In July 1968, she won the singles title at the Swiss Open, defeating Julie Heldman in the final with the loss of just one game. In August she beat Judy Tegart in straight sets in the final of the singles event at the German Championships in Hamburg, also winning the doubles and mixed doubles events. Van Zyl reached the finals of the South African Championships singles event on three occasions, winning the title in 1963 and 1975 and ending as runner–up in 1965. From 1964 to 1976, she played in 11 ties for the South African Federation Cup team and compiled a 12–7 win-loss record.

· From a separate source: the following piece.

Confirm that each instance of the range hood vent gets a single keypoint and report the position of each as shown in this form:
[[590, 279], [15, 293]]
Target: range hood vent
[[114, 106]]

According to A. Wallis Myers of The Daily Telegraph and the Daily Mail, Van Zyl was ranked in the world top 10 in 1965, 1966, and 1968, reaching a career high of world No. 6 in these rankings in 1965 and 1966.

==Tournament finals==
===Singles 13 (11 titles – 2 runner-ups)===

| Result | No. | Date | Tournament | Opponent | Score |
|---|---|---|---|---|---|
| Loss | 1. | 1965 | British Hard Court Championships | GBR Ann Haydon-Jones | 5–7, 1–6 |
| Loss | 2. | 1966 | Italian Championships | GBR Ann Haydon-Jones | 6–8, 1–6 |
| Win | 1. | 1965 | London Championships | GBR Christine Truman | 6–3, 4–6, 6–4 |
| Win | 2. | Jun 1967 | Swiss International Championships | AUS Jan Lehane O'Neill | 6–1, 3–6, 6–3 |
| Win | 3. | Jan 1968 | Natal Championships | USA Carole Graebner | 6–1, 6–1 |
| Win | 4. | Jun 1968 | Swiss International Championships | FRG Helga Niessen | 6–3, 6–3 |
| Win | 5. | Jul 1968 | Gstaad International Championships | USA Julie Heldman | 6–0, 6–1 |
| Win | 6. | Aug 1968 | German Championships | AUS Judy Tegart | 6–1, 7–5 |
| Win | 7. | Aug 1968 | Kitzbühel Championships | HUN Erzsébet Polgár | 6–1, 6–0 |
| Win | 8. | Nov 1974 | South Transvaal Championships | RSA Brenda Kirk | 6–3, 6–2 |
| Win | 9. | Nov 1975 | South African Open | RSA Brigitte Cuypers | 6–3, 3–6, 6–4 |
| Win | 10. | Nov 1975 | South Transvaal Championships | RSA Yvonne Vermaak | 6–3, 6–2 |
| Win | 11. | Nov 1977 | South Transvaal Championships | RSA Brenda Kirk | 6–4, 0–6, 6–3 |

===Doubles 7 (4 titles, 3 runner-ups) ===

| Result | No. | Date | Tournament | Partner | Opponents | Score |
|---|---|---|---|---|---|---|
| Win | 1. | 1965 | Rome, Italy | AUS Madonna Schacht | ITA Silvana Lazzarino ITA Lea Pericoli | 2–6, 6–2, 12–10 |
| Win | 2. | 1966 | Rome, Italy | ARG Norma Baylon | GBR Ann Haydon-Jones GBR Liz Starkie | 6–3, 1–6, 6–2 |
| Loss | 3. | 1967 | French Open | RSA Pat Walkden | FRA Françoise Dürr FRA Gail Sherriff | 2–6, 2–6 |
| Loss | 4. | 1968 | Rome, Italy | RSA Pat Walkden | AUS Margaret Court GBR Virginia Wade | 2–6, 5–7 |
| Win | 3. | 1968 | German Championships | RSA Pat Walkden | GBR Winnie Shaw AUS Judy Tegart | 6–3, 7–5 |
| Win | 4. | Jun 1976 | Beckenham, England | RSA Brigitte Cuypers | URS Natasha Chmyreva URS Olga Morozova | 9–7, 6–4 |
| Loss | 5. | Jul 1976 | Gstaad, Switzerland | RSA Brigitte Cuypers | USA Betsy Nagelsen AUS Wendy Turnbull | 4–6, 4–6 |

===Mixed doubles 1 ===

| Result | No. | Date | Tournament | Partner | Opponents | Score |
|---|---|---|---|---|---|---|
| Win | 1. | 1966 | French Championships | RSA Frew McMillan | GBR Ann Haydon-Jones USA Clark Graebner | 1–6, 6–3, 6–2 |

==Personal life==
On 20 April 1968, Van Zyl married Jan du Plooy in Pretoria. She is currently a head coach at the Brooklyn Union Tennis Club in Brooklyn, Pretoria, South Africa.